Because of high prevalence of MetS and large number of male smokers in China, evaluation of the relation between smoking and MetS in Chinese individuals has major public health relevance. As such, the aims of this study were to examine the role of smoking in prediction of MetS in Chinese men with a 3-year follow-up and to investigate associations between smoking status and development of MetS components.
MATERIALS AND METHODS
Survey and Study Population
The present analysis was based on data from Shanghai Diabetes Study (SHDS)[12]. The population of SHDS has been described in detail elsewhere[3,12-13]. Briefly, baseline data from SHDS were collected in Huayang and Caoyang communities in Shanghai between September 1998 and November 2001. Between December 2003 and February 2004, a follow-up (face-to-face) survey was conducted after a median of 3 (range, 2.9-5.5) years. A total of 1 275 men aged 20-95 years who had complete data obtained for identification of MetS and cigarette smoking status during the baseline survey and enrolled in the follow-up visit were chosen as present study cohort. Subjects with following conditions were excluded: presence of cancer, severe disability, or severe psychiatric disturbance (n=22); and refusal to provide individual smoking status or incomplete MetS-associated examinations at follow-up survey (n=308). The remaining 945 men were included in the present study; data on 693 of them who had no MetS at baseline were evaluated to determine incidence risk for developing MetS. Informed consent was obtained from each participant. The Shanghai Diabetes Institute served as coordinating and data center of the study. The investigation staff consisted of physicians, epidemiologists, and nurses who were trained before the survey. The protocol was followed in accordance with Helsinki Declaration and approved by local ethics committee.
Physical Examination
Height and weight were measured with subjects standing without shoes and in light clothing.

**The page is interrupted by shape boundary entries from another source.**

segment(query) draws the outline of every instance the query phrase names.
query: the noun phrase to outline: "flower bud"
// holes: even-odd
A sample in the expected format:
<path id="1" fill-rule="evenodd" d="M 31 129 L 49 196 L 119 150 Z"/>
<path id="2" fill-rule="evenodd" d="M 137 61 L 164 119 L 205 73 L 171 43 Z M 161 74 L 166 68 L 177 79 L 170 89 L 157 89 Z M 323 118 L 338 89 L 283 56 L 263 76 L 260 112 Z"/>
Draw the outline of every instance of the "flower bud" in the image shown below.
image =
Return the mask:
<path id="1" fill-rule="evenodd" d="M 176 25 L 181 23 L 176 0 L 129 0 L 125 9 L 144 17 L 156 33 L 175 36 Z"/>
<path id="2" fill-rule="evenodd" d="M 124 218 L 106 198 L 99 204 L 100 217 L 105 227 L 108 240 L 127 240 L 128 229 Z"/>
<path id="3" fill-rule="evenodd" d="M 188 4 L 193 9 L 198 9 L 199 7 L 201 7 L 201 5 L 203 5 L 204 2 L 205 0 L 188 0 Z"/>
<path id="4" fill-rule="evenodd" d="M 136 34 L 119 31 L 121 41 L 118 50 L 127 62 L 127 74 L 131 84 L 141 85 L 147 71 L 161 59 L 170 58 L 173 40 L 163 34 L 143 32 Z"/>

Waist circumference (WC) was measured at the horizontal plane between the inferior costal margin and the iliac crest on midaxillary line with the subjects standing relaxed and in underwear. Body mass index (BMI) was calculated as weight divided by height squared (kg/m2). Blood pressure measurements were taken three times (with a 1-minute rest interval) using a sphygmomanometer then averaged.
Laboratory Assays
Each participant was asked to arrive at the community healthcare center at 6-7 AM following an overnight fast. Venous blood samples were collected and each participant received a 75-g oral glucose tolerance test (OGTT). Those with a validated history of DM were exempted from the OGTT. Homeostasis model assessment of insulin resistance (HOMA-IR) was calculated based on fasting insulin (FINS) and fasting plasma glucose (FPG) according to the equation: HOMA-IR = FINS [μU/mL] × FPG [mmol/L]/22.5[14]. FPG was measured by glucose oxidase method. Serum insulin was determined by radioimmunoassay (RIA) (Linco, St Louis, MO). Total cholesterol (TC), low-density lipoprotein-cholesterol (LDL-C), high-density lipoprotein-cholesterol (HDL-C), and triglyceride (TG) were measured by automated biochemical instrument (DPC, Los Angeles, CA).
Questionnaires
A standardized questionnaire was used in face-to-face interviews by trained staff at the baseline and follow-up survey. Data on smoking habits, alcohol intake behavior, education levels, and disease history were collected. Two questions were designed to evaluate current cigarette smoking habits (mean daily cigarette consumption in the past 1 year and duration of smoking) and three questions related to quitting behaviors (duration of smoking cessation, mean daily cigarette consumption, and duration of smoking before smoking cessation). Subjects were divided into three groups by smoking status at baseline survey: nonsmokers were defined as those who had never smoked, or smoked only occasionally; current smokers were those who smoked ≥1 cigarette/day for ≥1 year; and ex-smokers were those who had regularly smoked in the past but had quit for ≥1 year. Current smokers were subdivided into two groups by daily cigarette amount at baseline: 1-20 cigarettes/day, and ≥21 cigarettes/day. Ex-smokers were categorized as three groups by years of smoking cessation: 1-4 years; 5-12 years, and ≥13 years. Education level was categorized into: low education (illiteracy, primary and secondary education, <8-9 years schooling), medium education (high school education, 9-12 years schooling), and high education (college or university education, >14 years schooling). Subjects were divided into three groups according to alcohol intake behavior at baseline: nondrinkers (those who never or only occasionally drank), current drinkers (those who drank ≥6 g alcohol per day for ≥1 year), and ex-drinkers (those who had been a drinker but quit for ≥6 months).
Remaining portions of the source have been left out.